WASHINGTON – The day began with Nationals manager Dusty Baker being asked how he would know if Bryce Harper was back.
"I can't tell you what I see, because you might be a double agent for the Cubs," Baker said with a grin. "You know I don't want them to know any more than they already know. I would like for them and the world to guess where he is."
By the eighth inning of Game 2, the world found out where Harper was and didn't need any spies to decipher the clues.
With the Nationals on the verge of going down 2-0 in the National League Division Series, they had had just four hits over the first 16 innings. A loss probably would have turned the Nationals to toast again, precipitating their fourth NLDS flop in four tries since Harper arrived in town as the second coming.
But when Carl Edwards Jr. hung a 3-1 curveball with a man on and one out in the eighth, Harper did what Harper does best.
"I saw the loop in it and tried to hit it as hard as I could," he said.
The ball quickly sailed toward the horizon and into upper deck in right field, tying the game and turning the series on a dime. Harper admired his beltway bomb, flipped his bat like he had practiced the moment a million times and woke up the crowd of 43,860.
A few minutes later, Ryan Zimmerman's three-run shot off Mike Montgomery barely landed over the left-field wall, sending the Nationals to a 6-3 victory and giving them new life in the series.
"Great launch angle," Harper noted, channeling his inner nerd.
The joint went up for grabs. Baker said it was the loudest he ever had heard it in D.C. A resurrection from the dead was just what this town needed to escape the ghosts of the epic fails of playoffs past.
"Going into Chicago 0-2 would have been a pretty big hole to dig ourselves out of," Zimmerman said. "So 1-1 is obviously a lot more manageable. ... Some people talk about momentum. That's a really good team over there and they have kind of been through everything."

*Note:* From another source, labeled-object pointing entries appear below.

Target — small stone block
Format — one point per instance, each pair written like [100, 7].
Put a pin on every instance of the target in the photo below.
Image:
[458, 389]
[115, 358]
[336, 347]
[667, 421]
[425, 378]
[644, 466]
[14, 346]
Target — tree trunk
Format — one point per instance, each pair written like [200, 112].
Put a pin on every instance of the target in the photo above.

So have the Nationals, and so has Harper, a 24-year-old who became a superstar as a teenager but never has tasted October's finest. This was supposed to be the year Harper put his imprint on the postseason, showing the rest of the baseball world he was a Derek Jeter-type of player, the proverbial straw that stirs the drink.

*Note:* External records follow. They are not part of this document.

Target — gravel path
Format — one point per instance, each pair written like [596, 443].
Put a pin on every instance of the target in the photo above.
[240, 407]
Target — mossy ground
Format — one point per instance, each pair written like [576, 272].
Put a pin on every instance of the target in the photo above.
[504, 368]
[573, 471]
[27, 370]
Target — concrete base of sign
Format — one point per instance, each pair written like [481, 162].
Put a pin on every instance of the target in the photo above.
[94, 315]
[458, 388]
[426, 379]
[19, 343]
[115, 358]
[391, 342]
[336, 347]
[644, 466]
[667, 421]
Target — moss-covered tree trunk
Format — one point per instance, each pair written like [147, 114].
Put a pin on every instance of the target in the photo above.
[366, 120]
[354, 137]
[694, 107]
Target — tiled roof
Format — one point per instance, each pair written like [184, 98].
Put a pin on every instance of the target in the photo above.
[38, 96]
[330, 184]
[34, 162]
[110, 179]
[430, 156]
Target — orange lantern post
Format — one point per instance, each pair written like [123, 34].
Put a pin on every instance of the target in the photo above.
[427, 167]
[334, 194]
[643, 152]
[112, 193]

But up until the eighth inning, he had been the invisible man, a star who burns brightest during the regular season and flames out when the games matter most. He was 1 for 7 in the series and 13 for 64 (.203) in 16 career postseason games. This after he had gone 3-for-18 with seven strikeouts to close the regular season since returning from an extended DL stint from a hyperextended left knee.
Meanwhile, Cubs stars Kris Bryant and Anthony Rizzo continued to shine on the big stage. Bryant had the go-ahead RBI single that broke Stephen Strasburg's no-hitter in Game 1 and doubled off Gio Gonzalez to start off the fourth inning in Game 2. Rizzo followed with a two-run shot over Harper's head in right, with the ball landing in the hands of a Cubs fan who soaked up his TV time like a reality show contestant about to get his goodbye rose.

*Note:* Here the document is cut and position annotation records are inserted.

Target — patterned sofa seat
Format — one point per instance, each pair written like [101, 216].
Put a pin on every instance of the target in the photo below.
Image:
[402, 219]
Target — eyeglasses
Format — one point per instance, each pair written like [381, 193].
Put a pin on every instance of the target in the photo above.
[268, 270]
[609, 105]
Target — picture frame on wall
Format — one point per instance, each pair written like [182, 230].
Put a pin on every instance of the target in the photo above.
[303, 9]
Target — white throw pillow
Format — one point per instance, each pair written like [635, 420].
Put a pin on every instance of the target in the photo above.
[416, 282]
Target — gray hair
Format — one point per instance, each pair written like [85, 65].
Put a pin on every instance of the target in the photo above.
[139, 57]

But all that simply was prelude to the Harper Show.
As they showed on Friday, teaming up for a video to help victims of the Las Vegas massacre, Harper and Bryant are kindred spirits from that city who grew up playing against and observing each other from childhood on.
There was never any competition to prove who was the best.
"No, he was always better than me," Bryant said Thursday. "We didn't have to go through that. ... I can't even explain how intimidating it was just to watch him get in the batting cage. The ball coming off his bat was something you never hear."
Bryant was 7 at the time. But 18 years later, on a warm Saturday in a game that turned into a classic, he heard that sound again.
Harper walked into the postgame news conference wearing a Chance the Rapper cap, perhaps another attempt to troll the media, as he did after a rumor last summer he preferred to play with the Cubs when he becomes a free agent in 2018.
"The train is coming," Harper said. "We're a great team. We have Max (Scherzer) going in Game 3. ... You know, Chicago is tough, going in there playing in the Friendly Confines of Wrigley Field."
No matter what happens, Baker finally got the answer to the question.
Is Harper back?
"He's on his way," he said. "You know he's not quite back. ... Hopefully that's the beginning. Like I said, the longer we play the better Bryce will be."